The Moderate objectivism account of moral principles is based on the ethics of Sir William David Ross (1877–1940).  Moderate objectivism adheres to basic notions of the Natural Law Theory.  W. D. Ross refers to these moderate objectivists' accounts of moral principles as “prima facie principles” which are valid rules of action that one should generally adhere to but, in cases of moral conflict, may be overridable by another moral principle, hence the moderation.

Overview
Prima facie principles contain duties that are correlated with many ethical theories.  Such duties include fidelity, fulfilling commitments, truth and promises; justice, giving people what they deserve;  respect for freedom; beneficence, improving the conditions of others; non-injury; self-improvement, stemming from the possibility of improving one’s own condition with respect to virtue, intelligence, and happiness; non-parasitism, and most importantly reparation, the duty of making up for wrongful acts previously done to others.  Ross believed that these duties are to be followed and remain with each person's thought processes of behavior because it is their moral obligation to do so.  Also, prima facie principles prove the existence of ethical principles that are binding on rational beings.

Pojman, on the other hand created ten similar principles “necessary for the good life within a flourishing human community.”  He refers to these principles as the “core morality.”  These simple, common sense principles include such moral rules as:
do not kill innocent people,
do not cause unnecessary pain,
do not lie or deceive, cheat or steal,
honor your promises,
do not deprive another of his/her freedom,
show gratitude,
help others,
do justice, and
obey just laws.

Both prima facie and core morality are exceedingly similar unlike the ideas of objectivism and absolutism.  As said before, absolutists pursue the notion of “do the act that is set and given and do nothing else regardless of the situation.”  A good example of ethical absolutism is Kantian deontology.

The absolutist idea is one that is set in stone and there is no changing a single part or the whole theory would be paradoxical, conflicting with all the beliefs an absolutist has come to live by.

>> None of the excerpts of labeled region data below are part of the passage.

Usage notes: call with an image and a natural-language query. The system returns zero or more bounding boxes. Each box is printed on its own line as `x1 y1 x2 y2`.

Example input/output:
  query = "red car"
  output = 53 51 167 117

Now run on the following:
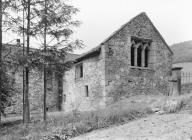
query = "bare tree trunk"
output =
23 3 25 123
0 0 3 125
43 0 47 122
24 0 31 127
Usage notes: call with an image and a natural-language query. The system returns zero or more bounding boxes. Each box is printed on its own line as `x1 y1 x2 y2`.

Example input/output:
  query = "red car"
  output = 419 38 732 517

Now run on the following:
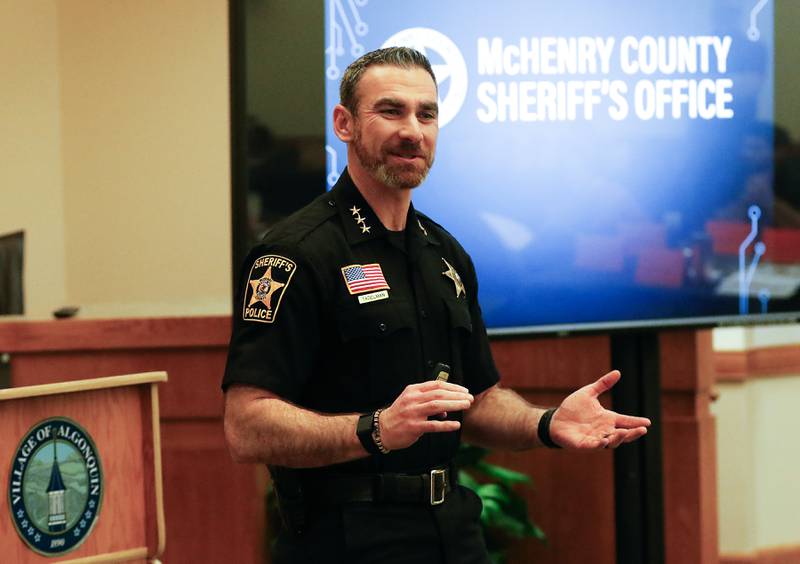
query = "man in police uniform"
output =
223 48 650 564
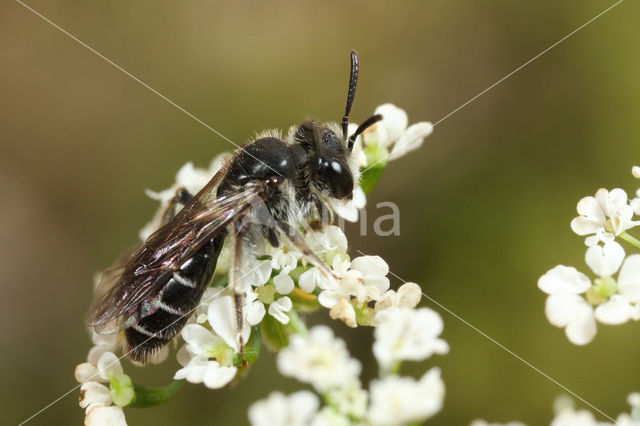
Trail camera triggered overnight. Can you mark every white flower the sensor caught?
[376,283,422,311]
[269,296,293,324]
[243,290,267,325]
[571,188,640,246]
[74,352,129,426]
[595,254,640,325]
[243,286,293,325]
[249,391,319,426]
[538,241,640,345]
[174,296,251,389]
[270,244,302,275]
[325,380,369,419]
[328,185,367,222]
[173,355,238,389]
[310,406,350,426]
[312,256,389,327]
[373,308,449,370]
[585,241,624,277]
[550,407,608,426]
[367,368,444,425]
[538,265,596,345]
[84,406,127,426]
[87,329,120,365]
[277,325,361,392]
[362,104,433,165]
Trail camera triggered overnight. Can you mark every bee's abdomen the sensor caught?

A more moderate following would be the moderate objectivism because these objectivists are inclined to act according to the principle of benevolence.  Understandably, absolutists initially made the choice to follow these strict, concrete ways, but when it comes to something that involves acts of vindictiveness there is no way a being of reason could go through with such an act; it would be completely immoral according to a moderate objectivist.

References
Pojman, Louis P. Ethics: Discovering Right and Wrong, Belmont, California: Cambridge University Press, 2006.